もっとも注目すべき点としては、この古墳が珍しいことに盗掘の被害にあっておらず、そのため被葬当時の様子が今日まで奇跡的に残っていたことがある。これは間違いなく、法隆寺が千年以上の間、厳重に管理してきたことによるものであり、そういう指示をしたのが聖徳太子本人であったというのは、十分考えられることである。
石室に至る羨道(えんどう、せんどう)の部分は土が除かれていて、石室のガラス前に立つと中のライトが点くようになっている。ただしこの日はまぶしいくらいのお天気で、太陽の光が反射して中の様子は全く分からなかった。
法隆寺の周辺とは異なり、ほとんど人が来ない。5分か10分に1組来るくらいで、それも古代史ファンではないらしく一通り見ると車でまたどこかに行ってしまう。通りと反対側では物音も話し声もほとんど聞こえない。うれしいことにそこにもベンチがあるので、暖かい日差しの下、古墳を前にはるか古代に思いをはせる。

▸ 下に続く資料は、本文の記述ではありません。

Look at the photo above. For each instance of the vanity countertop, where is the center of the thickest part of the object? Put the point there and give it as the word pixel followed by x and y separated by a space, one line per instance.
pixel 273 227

200~300m離れたところに斑鳩文化財センターがあり、ここでは古墳内部を再現したジオラマや出土品(国宝級はレプリカ)を展示している。斑鳩町立にしては相当おカネがかかっている施設で、学芸員の人の説明もある。それによると、「年に一度、国宝が里帰りするので、このくらいの博物館設備がないといけないんです」とのことだ。
説明によると、棺の中から出土した王冠や馬具は当時は金色に輝いていたそうで、まさに王者の装いであったという。また、その装飾も相当に手が込んでいて、はるか西アジアの影響さえみられるとのことであった。
わずか30年ほど前まで地中に眠っていたものの中に、また宮内庁所管でもない古墳の中からこれだけのものが出てきたということは、天皇陵とされる古墳を本格的に調査したらどれほどの収穫があるのだろうと思わざるを得なかった。もっとも、いまの学界は自分の仮説に都合のいい解釈しかしないだろうから、それなら土の中に置いておいた方がいいのかもしれない。
[Mar 7, 2016]
北東方向からみた藤ノ木古墳。法隆寺から歩いてくると、家並みの向こうからこの形が見えてきます。
斑鳩文化財センター。左の朱塗りの棺は藤ノ木古墳から出土した棺のレプリカ。町でこれだけの博物館施設を持っているところは珍しいということですが、国宝が里帰りするのに必要だとか。